Africa faces a growing dementia challenge, prompting experts to call for stronger worldwide dementia efforts and innovative brain health strategies tailored to the African perspective on brain health. With dementia cases projected to surpass one million in South Africa alone, researchers stress the need for proactive policies that protect cognitive health and economic resilience.
Africa’s Urgent Dementia Preparedness
By 2050, Africa’s ageing population will face unprecedented neurological health burdens. Professor Stephen Tollman, Director of the SAMRC/Wits Rural Health Transitions Unit (Agincourt), has joined the Africa Task Force on Brain Health under the Davos Alzheimer’s Collaborative to shape brain health strategies across the continent.
The collaborative recently published findings in Nature Medicine linking brain health with economic sustainability, emphasizing that cognitive well-being is vital for social development. “Brain health runs through every stage of life,” said Tollman. “It connects health, education, equity, and opportunity—core to the African perspective on brain health.”

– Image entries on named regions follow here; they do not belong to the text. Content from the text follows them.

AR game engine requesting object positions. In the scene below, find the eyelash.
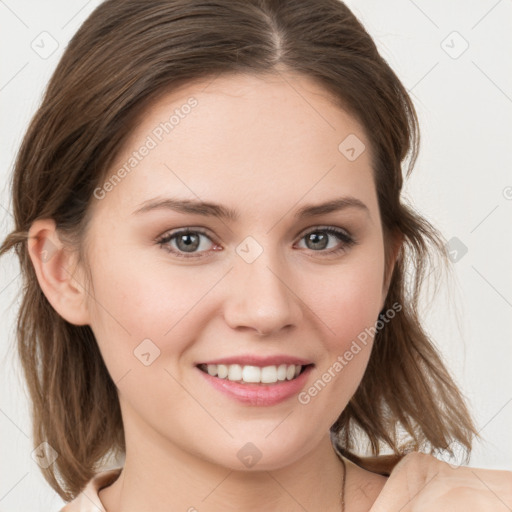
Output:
[156,227,357,259]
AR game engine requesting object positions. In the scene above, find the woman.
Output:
[1,0,512,512]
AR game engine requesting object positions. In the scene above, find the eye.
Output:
[301,227,356,254]
[157,228,219,258]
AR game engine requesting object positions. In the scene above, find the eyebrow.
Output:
[133,196,370,222]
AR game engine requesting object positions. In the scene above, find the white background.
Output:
[0,0,512,511]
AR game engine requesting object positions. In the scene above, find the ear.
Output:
[28,219,89,325]
[381,230,404,309]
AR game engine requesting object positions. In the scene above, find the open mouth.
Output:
[197,364,313,384]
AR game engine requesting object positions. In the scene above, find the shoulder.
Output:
[371,452,512,512]
[59,468,122,512]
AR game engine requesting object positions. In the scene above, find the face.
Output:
[81,74,392,469]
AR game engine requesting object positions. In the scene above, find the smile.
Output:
[198,364,308,384]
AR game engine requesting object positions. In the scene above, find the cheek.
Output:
[308,244,384,350]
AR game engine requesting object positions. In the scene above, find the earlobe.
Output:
[28,219,89,325]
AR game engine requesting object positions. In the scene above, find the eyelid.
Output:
[155,225,358,259]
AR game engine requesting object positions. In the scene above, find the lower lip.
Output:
[196,365,313,406]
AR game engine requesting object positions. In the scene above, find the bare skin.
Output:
[31,74,398,512]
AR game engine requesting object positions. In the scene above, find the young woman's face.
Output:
[81,74,392,469]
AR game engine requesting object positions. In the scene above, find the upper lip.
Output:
[198,354,312,367]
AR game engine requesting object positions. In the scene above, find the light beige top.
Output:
[59,452,484,512]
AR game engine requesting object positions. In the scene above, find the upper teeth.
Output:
[202,364,302,384]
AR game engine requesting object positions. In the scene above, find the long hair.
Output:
[0,0,477,501]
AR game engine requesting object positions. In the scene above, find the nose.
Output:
[224,250,302,336]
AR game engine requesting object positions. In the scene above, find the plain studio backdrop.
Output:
[0,0,512,511]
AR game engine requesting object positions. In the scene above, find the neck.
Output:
[99,431,351,512]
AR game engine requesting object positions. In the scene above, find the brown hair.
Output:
[0,0,477,501]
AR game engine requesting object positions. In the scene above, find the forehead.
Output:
[92,73,374,222]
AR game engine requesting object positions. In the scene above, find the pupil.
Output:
[178,234,199,252]
[309,233,327,249]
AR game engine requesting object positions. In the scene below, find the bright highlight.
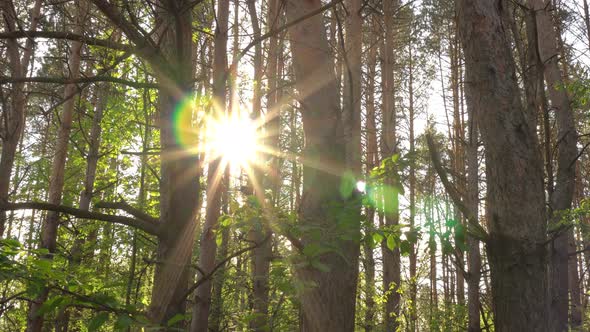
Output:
[205,116,260,166]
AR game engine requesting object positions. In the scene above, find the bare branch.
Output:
[0,202,160,236]
[0,75,160,89]
[0,31,135,52]
[182,233,271,299]
[426,133,488,241]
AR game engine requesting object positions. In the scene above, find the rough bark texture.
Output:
[190,0,229,332]
[457,0,548,331]
[0,0,42,238]
[465,86,481,332]
[148,0,199,324]
[342,0,363,177]
[363,17,379,332]
[248,0,272,331]
[286,0,359,332]
[529,0,578,331]
[381,1,401,331]
[27,0,89,332]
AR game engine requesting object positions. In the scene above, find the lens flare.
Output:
[205,115,260,166]
[172,94,208,150]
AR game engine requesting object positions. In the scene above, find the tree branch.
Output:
[94,201,159,224]
[0,202,160,236]
[426,133,488,241]
[0,75,160,89]
[181,233,271,299]
[0,31,135,52]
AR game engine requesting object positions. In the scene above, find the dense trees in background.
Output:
[0,0,590,332]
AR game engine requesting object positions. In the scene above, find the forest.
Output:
[0,0,590,332]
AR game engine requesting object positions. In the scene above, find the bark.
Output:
[363,17,379,332]
[342,0,363,177]
[247,0,272,331]
[567,231,583,331]
[529,0,578,331]
[381,1,401,331]
[449,26,465,305]
[465,85,481,332]
[584,0,590,50]
[190,0,229,332]
[457,0,548,331]
[408,45,418,331]
[0,0,42,238]
[56,83,108,332]
[145,0,200,325]
[27,0,89,332]
[286,0,360,332]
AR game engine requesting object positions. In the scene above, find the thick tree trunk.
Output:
[529,0,578,331]
[286,0,360,332]
[27,0,89,332]
[148,1,199,324]
[190,0,229,332]
[457,0,548,331]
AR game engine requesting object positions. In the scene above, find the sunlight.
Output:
[205,116,261,167]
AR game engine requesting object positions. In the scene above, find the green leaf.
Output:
[387,234,396,250]
[88,311,109,331]
[373,233,384,245]
[35,296,65,317]
[115,314,133,331]
[399,241,412,256]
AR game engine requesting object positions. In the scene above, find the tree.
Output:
[286,0,359,331]
[457,0,548,331]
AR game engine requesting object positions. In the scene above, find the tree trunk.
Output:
[286,0,360,332]
[381,1,401,331]
[457,0,548,331]
[190,0,229,332]
[529,0,578,331]
[363,17,379,332]
[0,0,42,238]
[27,0,89,332]
[465,80,481,332]
[148,0,199,325]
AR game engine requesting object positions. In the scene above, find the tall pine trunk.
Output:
[286,0,360,332]
[457,0,548,331]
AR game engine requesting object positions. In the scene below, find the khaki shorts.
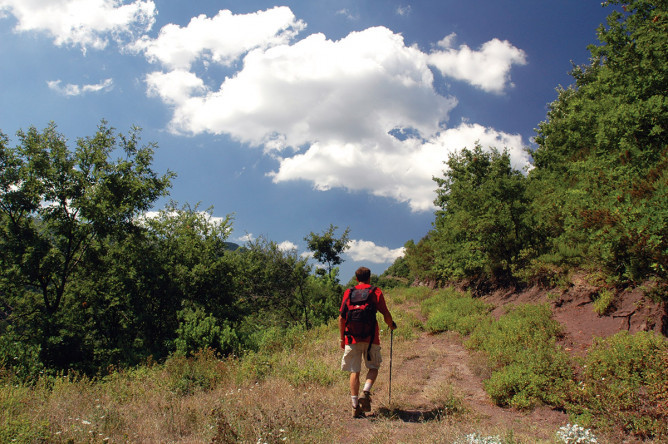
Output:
[341,342,383,373]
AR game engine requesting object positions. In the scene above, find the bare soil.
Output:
[338,278,668,444]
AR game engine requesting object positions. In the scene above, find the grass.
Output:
[0,289,668,444]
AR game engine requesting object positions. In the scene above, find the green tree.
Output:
[530,0,668,280]
[0,121,173,372]
[431,144,529,281]
[235,237,312,337]
[304,224,350,280]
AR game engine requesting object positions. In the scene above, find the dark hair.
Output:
[355,267,371,283]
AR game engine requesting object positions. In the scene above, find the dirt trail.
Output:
[338,298,568,443]
[339,333,568,443]
[338,282,668,443]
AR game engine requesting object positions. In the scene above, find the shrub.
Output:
[557,424,598,444]
[422,292,491,335]
[570,331,668,438]
[466,304,573,409]
[174,307,239,356]
[593,288,615,316]
[165,349,229,395]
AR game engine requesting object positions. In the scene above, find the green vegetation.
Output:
[569,331,668,438]
[0,122,348,381]
[401,0,668,285]
[422,289,668,438]
[0,0,668,443]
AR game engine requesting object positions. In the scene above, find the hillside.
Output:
[0,284,668,444]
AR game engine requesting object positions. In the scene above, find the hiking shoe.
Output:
[353,404,364,418]
[359,391,371,412]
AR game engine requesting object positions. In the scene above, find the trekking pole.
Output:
[388,322,397,406]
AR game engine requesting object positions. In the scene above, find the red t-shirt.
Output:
[339,284,389,345]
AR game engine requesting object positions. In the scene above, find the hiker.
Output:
[339,267,397,418]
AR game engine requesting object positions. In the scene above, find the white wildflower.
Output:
[557,424,598,444]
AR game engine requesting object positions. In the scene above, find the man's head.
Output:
[355,267,371,284]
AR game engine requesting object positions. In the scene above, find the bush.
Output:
[466,304,573,409]
[422,292,491,335]
[570,331,668,438]
[174,307,239,356]
[165,349,229,396]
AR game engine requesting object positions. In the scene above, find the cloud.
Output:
[142,8,529,211]
[237,233,254,242]
[278,241,297,251]
[345,240,404,264]
[429,34,527,93]
[336,8,359,20]
[132,6,306,69]
[395,5,411,16]
[0,0,156,51]
[46,79,114,96]
[273,123,529,211]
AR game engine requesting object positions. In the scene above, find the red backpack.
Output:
[344,287,377,359]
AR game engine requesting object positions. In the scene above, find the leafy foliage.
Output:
[304,224,350,278]
[0,122,348,380]
[394,0,668,285]
[571,331,668,438]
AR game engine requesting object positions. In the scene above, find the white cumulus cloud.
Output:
[345,240,404,264]
[278,241,297,251]
[46,79,114,96]
[137,8,529,211]
[429,34,527,93]
[0,0,156,51]
[132,6,306,69]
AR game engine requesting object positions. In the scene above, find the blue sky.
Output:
[0,0,610,282]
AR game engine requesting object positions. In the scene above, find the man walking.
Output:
[339,267,397,418]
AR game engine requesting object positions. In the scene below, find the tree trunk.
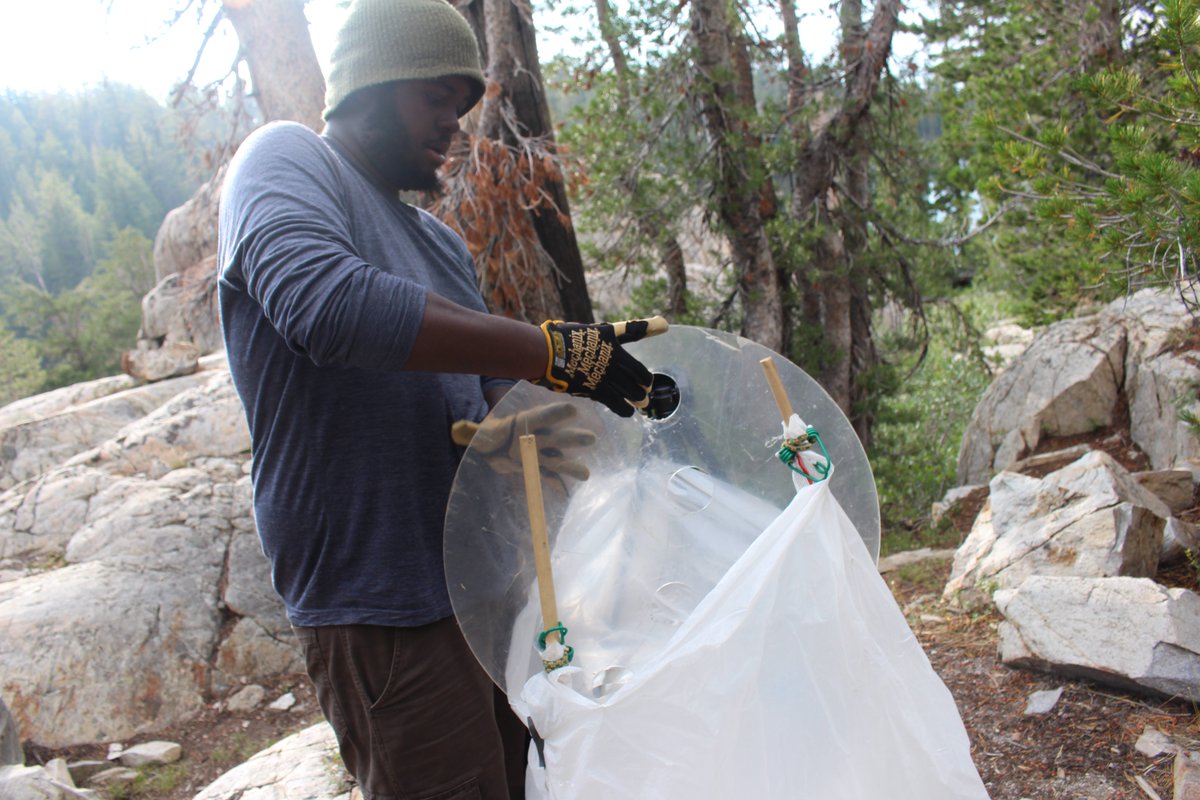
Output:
[781,0,899,424]
[143,0,325,351]
[595,0,688,319]
[691,0,785,350]
[222,0,325,131]
[460,0,594,321]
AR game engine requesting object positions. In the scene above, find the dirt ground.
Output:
[26,551,1200,800]
[888,561,1200,800]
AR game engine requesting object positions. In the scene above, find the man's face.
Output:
[362,76,472,191]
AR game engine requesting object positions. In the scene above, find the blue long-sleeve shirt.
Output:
[218,122,504,626]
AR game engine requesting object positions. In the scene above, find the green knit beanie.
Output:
[324,0,486,120]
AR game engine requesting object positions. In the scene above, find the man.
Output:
[218,0,667,800]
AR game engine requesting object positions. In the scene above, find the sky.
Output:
[0,0,344,101]
[0,0,923,101]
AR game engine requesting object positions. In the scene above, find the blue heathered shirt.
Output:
[217,122,504,626]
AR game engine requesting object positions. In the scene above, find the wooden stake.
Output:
[521,433,563,642]
[758,356,792,425]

The 6×5 Plan for Cognitive Resilience
The Davos Alzheimer’s Collaborative’s five-year “6×5 Plan” outlines six priorities for Africa’s worldwide dementia efforts, including:
- Expanding brain health advocacy and public literacy to reduce stigma.
- Positioning brain health strategies as a foundation for socioeconomic transformation.
- Using infectious disease infrastructure to strengthen dementia detection and care.
- Sharing cross-country data for accurate policy planning.
- Leveraging Africa’s digital revolution—AI and mobile tools—for low-cost brain health assessments.
- Establishing sustainable funding to integrate brain health into universal health coverage.
Tollman added, “Africa can realize this plan using much of what it already has.”
Research Leading Africa’s Brain Health Vision
The SAMRC/Wits-Agincourt Unit, operating near the Kruger National Park, has conducted over 30 years of health and demographic surveillance. Through the HAALSI programme, it studies how adults over 40 live and age in low-resource communities. This research forms the backbone of the African perspective on brain health, exploring how diseases like diabetes, hypertension, and HIV interact with cognitive function.
Newly validated cognitive tests tailored to African populations are helping track dementia progression and identify regional risk factors, a milestone for worldwide dementia efforts.
Brain Health Across the Life Course
Tollman’s team stresses that brain health strategies must begin early—starting from maternal care through adulthood. Healthy aging depends on education, mental well-being, and lifestyle risk reduction in midlife. By adopting this holistic model, Africa can transform its dementia challenge into an opportunity for resilience and innovation.
The Davos Alzheimer’s Collaborative notes that with coordinated investment, Africa can lead the global movement for brain health equity—proving that community-driven models can redefine worldwide dementia efforts from an African perspective on brain health.